虽然这家伙一去又是数年不见,但有生之年两人应该还会在人间见上一面,天知道她是多么想查清楚这回投胎究竟是什么回事,她身负的诅咒又是怎么一回事。
“小姐,”碧玺碰了碰她,“我们要怎么办?”
这个时候,也就只有这小姑娘会死守在她身边了。小喜欣慰地看了她一眼,说:“我们去看看老爷。”
自打秦家父子上门伊始,宁家里外气氛就变得明显不同,如果将宁家目前的形势拨分成两派来分析的话,那么毫无疑问,十之九点九的人都会站在宁黄氏那一边,而压根不会在乎宁小喜的想法。有钱能使鬼推磨,发工钱的人是宁夫人,她宁大小姐又算什么。

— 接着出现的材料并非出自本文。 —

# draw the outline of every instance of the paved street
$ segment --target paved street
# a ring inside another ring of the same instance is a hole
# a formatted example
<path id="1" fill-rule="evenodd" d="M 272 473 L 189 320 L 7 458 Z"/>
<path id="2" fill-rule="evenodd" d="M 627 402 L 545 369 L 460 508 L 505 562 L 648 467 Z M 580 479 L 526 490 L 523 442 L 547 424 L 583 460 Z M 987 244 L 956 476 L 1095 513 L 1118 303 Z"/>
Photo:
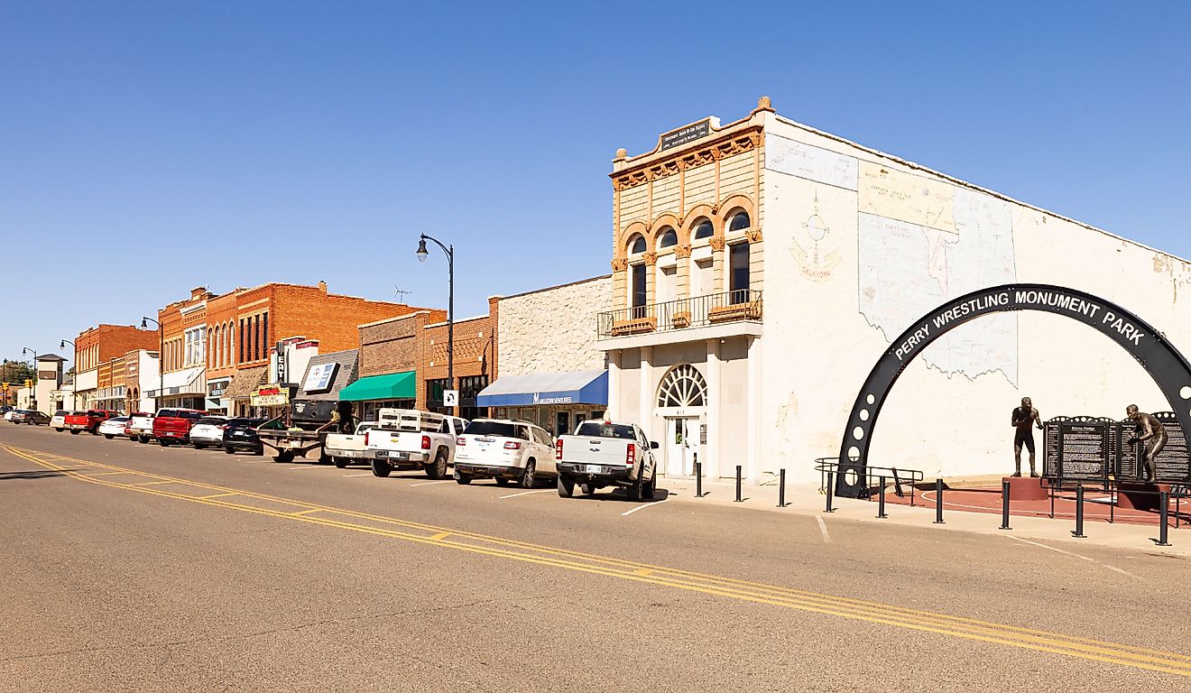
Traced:
<path id="1" fill-rule="evenodd" d="M 1185 558 L 662 497 L 565 500 L 0 425 L 0 689 L 1191 680 Z"/>

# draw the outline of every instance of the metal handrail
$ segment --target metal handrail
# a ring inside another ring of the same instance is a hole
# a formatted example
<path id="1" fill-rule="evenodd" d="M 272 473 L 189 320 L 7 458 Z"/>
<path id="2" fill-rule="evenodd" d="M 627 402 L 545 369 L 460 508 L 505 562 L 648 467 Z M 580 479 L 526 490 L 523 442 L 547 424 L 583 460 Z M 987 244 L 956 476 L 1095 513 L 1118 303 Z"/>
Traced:
<path id="1" fill-rule="evenodd" d="M 737 289 L 605 311 L 596 316 L 596 331 L 599 337 L 669 332 L 716 323 L 760 320 L 761 314 L 761 292 Z"/>

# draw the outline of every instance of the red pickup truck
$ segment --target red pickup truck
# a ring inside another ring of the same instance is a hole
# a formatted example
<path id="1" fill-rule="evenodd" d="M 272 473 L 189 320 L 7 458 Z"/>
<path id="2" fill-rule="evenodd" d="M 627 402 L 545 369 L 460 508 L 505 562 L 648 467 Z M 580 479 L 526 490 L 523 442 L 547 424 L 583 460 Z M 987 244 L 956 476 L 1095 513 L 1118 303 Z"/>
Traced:
<path id="1" fill-rule="evenodd" d="M 85 412 L 70 412 L 62 422 L 62 427 L 70 431 L 71 436 L 77 436 L 80 431 L 88 431 L 92 436 L 99 435 L 99 424 L 112 417 L 120 416 L 112 410 L 87 410 Z"/>
<path id="2" fill-rule="evenodd" d="M 183 445 L 188 444 L 191 442 L 191 427 L 205 416 L 207 416 L 207 412 L 201 410 L 158 410 L 157 416 L 152 419 L 152 437 L 163 448 L 175 442 Z"/>

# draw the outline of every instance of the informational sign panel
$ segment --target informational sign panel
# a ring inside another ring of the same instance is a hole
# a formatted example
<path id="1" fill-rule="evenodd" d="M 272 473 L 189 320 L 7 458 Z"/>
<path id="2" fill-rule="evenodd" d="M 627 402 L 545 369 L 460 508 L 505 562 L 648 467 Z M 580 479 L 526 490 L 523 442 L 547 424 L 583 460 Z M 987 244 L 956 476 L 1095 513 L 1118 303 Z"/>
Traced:
<path id="1" fill-rule="evenodd" d="M 1155 481 L 1167 483 L 1191 482 L 1191 452 L 1187 451 L 1186 438 L 1183 436 L 1183 427 L 1174 412 L 1154 412 L 1154 418 L 1161 422 L 1166 430 L 1166 447 L 1154 460 Z M 1116 475 L 1118 481 L 1142 481 L 1142 466 L 1137 463 L 1137 455 L 1142 444 L 1129 445 L 1125 443 L 1134 436 L 1140 436 L 1137 425 L 1130 419 L 1122 419 L 1118 424 L 1118 452 L 1116 456 Z"/>
<path id="2" fill-rule="evenodd" d="M 1116 423 L 1097 417 L 1059 417 L 1043 431 L 1043 474 L 1050 479 L 1106 482 Z"/>

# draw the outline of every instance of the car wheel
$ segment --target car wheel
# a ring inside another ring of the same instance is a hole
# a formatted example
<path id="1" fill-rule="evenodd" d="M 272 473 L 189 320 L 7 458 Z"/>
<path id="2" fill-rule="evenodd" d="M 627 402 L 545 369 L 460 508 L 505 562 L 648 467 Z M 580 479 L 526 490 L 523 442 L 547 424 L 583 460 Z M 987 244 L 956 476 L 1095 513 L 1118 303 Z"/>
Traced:
<path id="1" fill-rule="evenodd" d="M 430 479 L 447 477 L 447 450 L 439 449 L 435 461 L 425 467 L 426 476 Z"/>
<path id="2" fill-rule="evenodd" d="M 520 486 L 522 488 L 534 488 L 535 467 L 536 466 L 532 460 L 525 463 L 525 472 L 522 472 L 522 477 L 517 480 L 517 486 Z"/>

所以主仆俩到达宁大富所在的书房门外的时候,负责守门的两名杂役就死守着门口,半步也没有挪。
“大小姐,您知道的,小的们也是奉命行事。”杂役甲赔着一脸为难的笑,弯腰说。“夫人交代了谁也不能进去,也不准开门放老爷出来,不然就扣咱们三个月工钱。咱们也是靠这些钱糊口的,上有老下有小,到时夫人怪罪下来,无论如何也担待不起。”
“这容易。”小喜回头,“碧玺,给他们每人五两银子。”又朝杂役:“你们一个月工钱不过是一两银吧?我补你们三个月工钱,还另外赏你们二两。开门吧。”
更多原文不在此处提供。